Sure, same as James. Thanks for being on today. You know, it's hard to break out the different things, but at the end of the day, destocking is really what it is. The demand was not there for the back part of the summer, given the housing activity, given some of the cost headwinds we have on replacement of systems. You know, as we mentioned, Aspen and PF Waterworks had weighted average growth of 40% in the quarter. So we had positive, you know, growth if everything had been organic. And that's really what we focus on, the acquisitions being more and more important to us. But the legacy business, it's a little more focused on replacement of systems. And then the GRD business, which is one of our larger product categories, of course, is even more focused on new housing starts. With that softness, you just didn't see the restock. You had decent sales back in our fiscal fourth quarter, had good 8% or so organic growth as they were stocking up. We just didn't see the restock. And I think, as you pointed out, as you listened to the OEMs and distributors' calls over the last few days and couple of weeks, they've talked about destocking. And as I mentioned in my comments, when they destock, we're not going to get orders. And so order volume was down. We were still well ahead of the end market. We still held up pretty well for the most part, all things considered with that positive 2.8% growth, including our acquisitions. So we were generally pleased with that performance vis-a-vis the market. But Most of it is they're not destocking. When contractors are not installing units, they don't need to backfill with inventory. As far as inventory itself, I think we would say that our inventory out in distributors is probably in pretty good shape. Those are channel checks we've had. We know we haven't, or from what we've heard, haven't lost market share or anything like that. They just didn't order as much. We've heard from some of the OEMs and distributors specifically out there, you know, their public comments the last few days, as I alluded to, is that several of them feel that the destocking will kind of run its course through the end of this calendar year. And as we enter next spring, things should theoretically be normal, I think. But everybody's got a little bit of a hedge on that until we really get a sense of that over the next couple months.

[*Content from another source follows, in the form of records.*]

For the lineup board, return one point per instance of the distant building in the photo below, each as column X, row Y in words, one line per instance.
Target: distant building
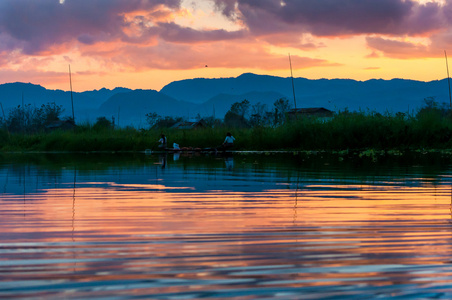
column 190, row 124
column 316, row 112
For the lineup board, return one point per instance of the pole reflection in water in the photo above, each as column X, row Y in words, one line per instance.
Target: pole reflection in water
column 198, row 230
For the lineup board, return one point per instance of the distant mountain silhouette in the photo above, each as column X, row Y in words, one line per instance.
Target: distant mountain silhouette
column 187, row 98
column 131, row 107
column 200, row 90
column 336, row 94
column 221, row 103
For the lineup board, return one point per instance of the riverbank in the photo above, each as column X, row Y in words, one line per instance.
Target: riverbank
column 344, row 132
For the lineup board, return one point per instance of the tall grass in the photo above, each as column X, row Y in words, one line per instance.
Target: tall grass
column 346, row 130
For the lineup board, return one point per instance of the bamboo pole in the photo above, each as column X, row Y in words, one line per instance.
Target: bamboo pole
column 72, row 99
column 293, row 86
column 448, row 80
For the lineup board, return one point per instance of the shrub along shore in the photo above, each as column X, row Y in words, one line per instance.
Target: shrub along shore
column 430, row 128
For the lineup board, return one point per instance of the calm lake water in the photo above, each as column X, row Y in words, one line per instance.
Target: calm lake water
column 244, row 226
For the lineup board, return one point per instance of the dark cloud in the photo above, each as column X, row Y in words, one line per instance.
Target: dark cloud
column 399, row 49
column 336, row 18
column 174, row 33
column 37, row 25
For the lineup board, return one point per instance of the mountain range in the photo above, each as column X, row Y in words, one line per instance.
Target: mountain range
column 214, row 97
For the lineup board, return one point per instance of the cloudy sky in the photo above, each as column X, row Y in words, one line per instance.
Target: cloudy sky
column 149, row 43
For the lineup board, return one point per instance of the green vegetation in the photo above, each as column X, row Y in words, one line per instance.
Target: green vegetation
column 429, row 128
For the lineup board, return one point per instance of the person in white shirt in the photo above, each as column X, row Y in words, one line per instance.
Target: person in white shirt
column 228, row 142
column 162, row 141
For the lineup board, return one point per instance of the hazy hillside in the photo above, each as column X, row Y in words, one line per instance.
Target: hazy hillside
column 335, row 94
column 187, row 98
column 131, row 107
column 200, row 90
column 221, row 103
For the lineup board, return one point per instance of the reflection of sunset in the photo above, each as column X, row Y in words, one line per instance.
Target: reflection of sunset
column 143, row 239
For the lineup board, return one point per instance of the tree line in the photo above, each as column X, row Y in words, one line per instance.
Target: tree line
column 241, row 115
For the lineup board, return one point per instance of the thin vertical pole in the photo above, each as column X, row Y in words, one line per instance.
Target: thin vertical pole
column 448, row 80
column 119, row 109
column 72, row 99
column 293, row 86
column 23, row 113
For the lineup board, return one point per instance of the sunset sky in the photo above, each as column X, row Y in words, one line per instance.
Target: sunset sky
column 149, row 43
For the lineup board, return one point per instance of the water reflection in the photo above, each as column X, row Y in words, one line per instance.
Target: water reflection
column 264, row 228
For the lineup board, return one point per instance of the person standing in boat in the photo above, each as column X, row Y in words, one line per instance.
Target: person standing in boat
column 228, row 142
column 162, row 141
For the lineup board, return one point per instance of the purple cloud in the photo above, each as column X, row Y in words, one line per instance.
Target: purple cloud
column 37, row 25
column 336, row 18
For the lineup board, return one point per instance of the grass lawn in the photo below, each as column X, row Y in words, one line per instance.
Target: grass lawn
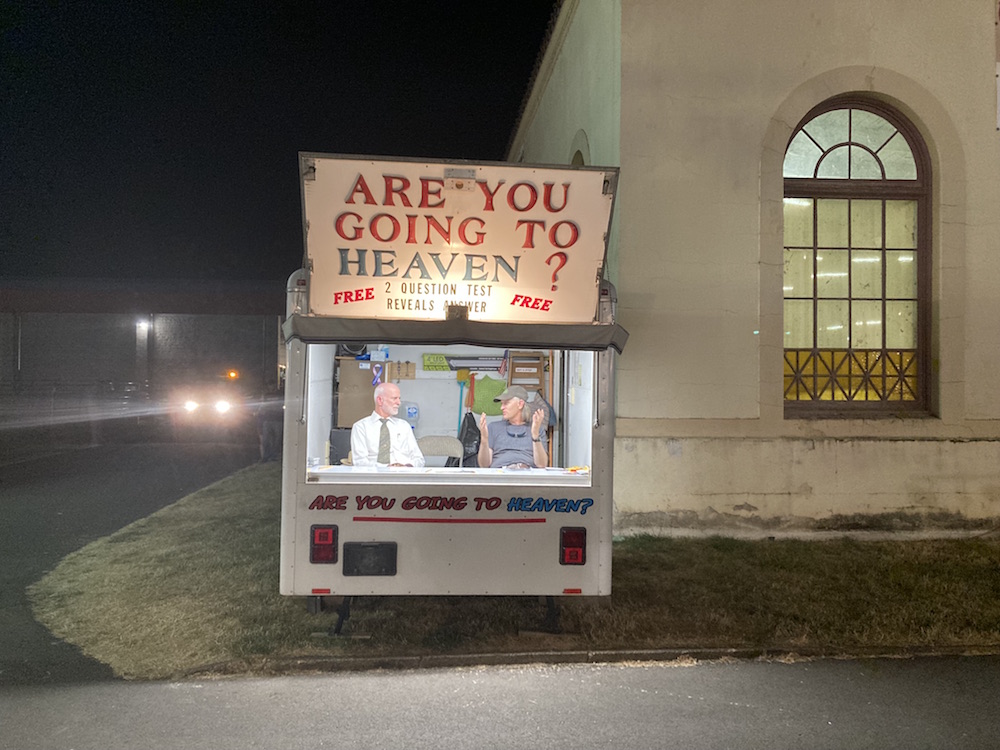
column 194, row 586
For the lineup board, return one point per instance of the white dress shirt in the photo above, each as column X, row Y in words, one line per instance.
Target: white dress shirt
column 365, row 438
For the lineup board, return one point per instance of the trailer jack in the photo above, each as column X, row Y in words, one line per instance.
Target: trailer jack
column 343, row 615
column 551, row 623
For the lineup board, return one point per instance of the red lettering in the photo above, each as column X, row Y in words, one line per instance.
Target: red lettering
column 547, row 197
column 529, row 235
column 360, row 186
column 393, row 224
column 356, row 231
column 574, row 234
column 480, row 235
column 488, row 206
column 432, row 223
column 532, row 303
column 532, row 197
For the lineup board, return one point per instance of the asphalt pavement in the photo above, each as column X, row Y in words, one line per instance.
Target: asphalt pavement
column 878, row 704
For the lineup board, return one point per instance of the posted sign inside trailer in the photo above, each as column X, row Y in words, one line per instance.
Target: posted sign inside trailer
column 406, row 239
column 391, row 247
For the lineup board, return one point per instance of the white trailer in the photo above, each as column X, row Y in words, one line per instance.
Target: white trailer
column 424, row 273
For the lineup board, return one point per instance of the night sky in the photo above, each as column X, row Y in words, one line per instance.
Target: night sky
column 159, row 140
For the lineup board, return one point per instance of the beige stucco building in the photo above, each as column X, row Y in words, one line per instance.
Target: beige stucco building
column 697, row 102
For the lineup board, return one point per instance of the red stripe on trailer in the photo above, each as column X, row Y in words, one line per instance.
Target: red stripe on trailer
column 448, row 520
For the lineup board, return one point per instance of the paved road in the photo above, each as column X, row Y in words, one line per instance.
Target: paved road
column 53, row 506
column 946, row 703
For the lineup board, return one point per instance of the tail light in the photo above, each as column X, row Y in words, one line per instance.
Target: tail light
column 572, row 546
column 323, row 544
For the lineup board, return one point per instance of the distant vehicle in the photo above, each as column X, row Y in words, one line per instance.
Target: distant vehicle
column 213, row 406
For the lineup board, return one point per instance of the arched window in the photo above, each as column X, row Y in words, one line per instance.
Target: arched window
column 857, row 264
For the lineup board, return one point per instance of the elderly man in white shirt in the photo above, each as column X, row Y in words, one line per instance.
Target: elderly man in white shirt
column 382, row 438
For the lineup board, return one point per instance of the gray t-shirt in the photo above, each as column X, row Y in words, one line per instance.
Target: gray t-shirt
column 511, row 443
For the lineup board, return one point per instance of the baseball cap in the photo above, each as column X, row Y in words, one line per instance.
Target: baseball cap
column 514, row 391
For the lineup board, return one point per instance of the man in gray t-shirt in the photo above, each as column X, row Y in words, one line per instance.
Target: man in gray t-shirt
column 514, row 442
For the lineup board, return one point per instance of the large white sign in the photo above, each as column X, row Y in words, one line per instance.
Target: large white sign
column 407, row 240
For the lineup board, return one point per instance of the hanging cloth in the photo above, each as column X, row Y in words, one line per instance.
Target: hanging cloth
column 488, row 389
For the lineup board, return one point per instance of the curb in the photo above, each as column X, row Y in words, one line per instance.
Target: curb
column 326, row 664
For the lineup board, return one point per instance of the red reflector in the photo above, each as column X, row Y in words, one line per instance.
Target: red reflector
column 322, row 535
column 323, row 544
column 572, row 546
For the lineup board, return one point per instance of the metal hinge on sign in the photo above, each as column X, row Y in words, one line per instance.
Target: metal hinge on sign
column 460, row 178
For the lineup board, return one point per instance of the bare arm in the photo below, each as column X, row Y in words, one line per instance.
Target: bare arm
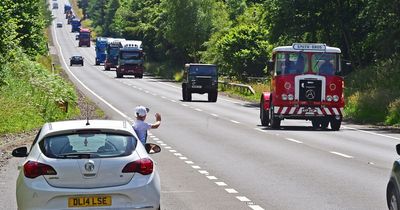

All helpful context. That's great. And then switching gears to Mars. So, first of all, congratulations on that. But then also would love to just get a sense for some of the ticket dynamics. And I'm specifically thinking about per unit ticket and just across some of the key subcategories, you know, capacitors, motors, you know, just the products that Mars sells. And then maybe give me a sense as to sort of what those price gaps look like to some of Mars competitors, you know, are these prices a premium? We'd just love to get a sense for that price gap dynamic too. Thanks.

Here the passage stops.